Friends and caretakers
It’s about a mile from the office on a gravel road to the plots among towering pine trees, the meadow, a hardwood forest and a hilltop with the brick Martin Gatins Chapel with a bell tower. Honey Creek, its namesake, is crossed with a bridge called the Bridge to Grace, donated and built by a family whose daughter, Catherine Grace, is buried at the woodlands.
For now, some 160 acres have been set aside for burial needs. The other acres owned by the Trappist monks are untouched. Unfussy clothing is the uniform here among the staff when no services are scheduled. Staff might be called to use a shovel and post hole digger to break ground. Bishoff, during a recent visit, is dressed in paddock boots, with nails painted purple.

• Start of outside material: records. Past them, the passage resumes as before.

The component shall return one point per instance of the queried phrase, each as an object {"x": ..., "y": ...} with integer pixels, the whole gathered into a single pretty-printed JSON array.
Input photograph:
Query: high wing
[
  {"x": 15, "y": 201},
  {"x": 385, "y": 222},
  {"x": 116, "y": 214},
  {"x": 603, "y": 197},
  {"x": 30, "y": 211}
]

This cemetery is part of changing trends of funeral practices. People are choosing to deal with human remains in an environmentally aware, chemical-free manner. The only requirement at Honey Creek is that bodies are laid to rest in a shroud or biodegradable casket. In 2015, more Americans for the first time chose cremation over traditional funerals, and the option is expected to become increasingly popular. Cremated remains are also buried in biodegradable containers. The scattering of ashes is not allowed at the grounds.

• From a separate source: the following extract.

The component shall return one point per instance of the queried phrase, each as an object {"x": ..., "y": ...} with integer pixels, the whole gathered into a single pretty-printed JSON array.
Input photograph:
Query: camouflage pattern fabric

Honey Creek opened on Earth Day 2008. A statistician by training, Joe Whittaker was the first caretaker. He recalled waiting several months before he assisted the first family put their loved one to rest. There were in the first year about a dozen burials. In late October, some 10 burials took place in one week. Some 3,000 plots have been sold, he said. Since opening in 2008, there have been some 1,200 burials.

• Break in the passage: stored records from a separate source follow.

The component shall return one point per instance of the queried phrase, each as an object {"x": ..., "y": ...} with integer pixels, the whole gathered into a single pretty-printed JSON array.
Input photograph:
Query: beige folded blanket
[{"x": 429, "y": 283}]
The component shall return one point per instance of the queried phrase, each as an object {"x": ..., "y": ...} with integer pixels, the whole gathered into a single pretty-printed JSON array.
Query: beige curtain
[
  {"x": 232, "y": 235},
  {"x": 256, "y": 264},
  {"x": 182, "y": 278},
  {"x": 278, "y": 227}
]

Whittaker last year stepped back to a part-time position. The families he served became “more friends than anything else,” he said. At his South Carolina home, he etches the sandstone markers families customize to be gravestones.
“We are people trying to help them through a difficult situation.”
Michael Wojcik, 60, helps touring visitors. He’ll also ensure services go smoothly. Wojcki commuted for years to Atlanta from Conyers for a job in the furniture industry, but feels in his heart his purpose is to minister to others. During the ebb and flow of a conversation on tours, he said he’ll mention how a sister is buried there.
“She is always part of my tour because of where she is in the pine forests section of the burial ground. It’s very easy to stop where she is and point out the fact that my own sister is there,” he said. “I pay tribute to her. I bring flowers to her when I can.”
His sister, Helen Thompson, died unexpectedly in June, 2018, during an operation. He had started at Honey Creek a week earlier. She and her husband hadn’t made any plans about funerals up to that point, but the family has deep roots in the Conyers Catholic community, so the link with the monastery pleased the family.
People learn more about the place as he shares his family’s story. He shepherds others through their loss.
“I hope they leave here thinking they have left their loved one not only in our hands, but God’s hands,” said Wojcik.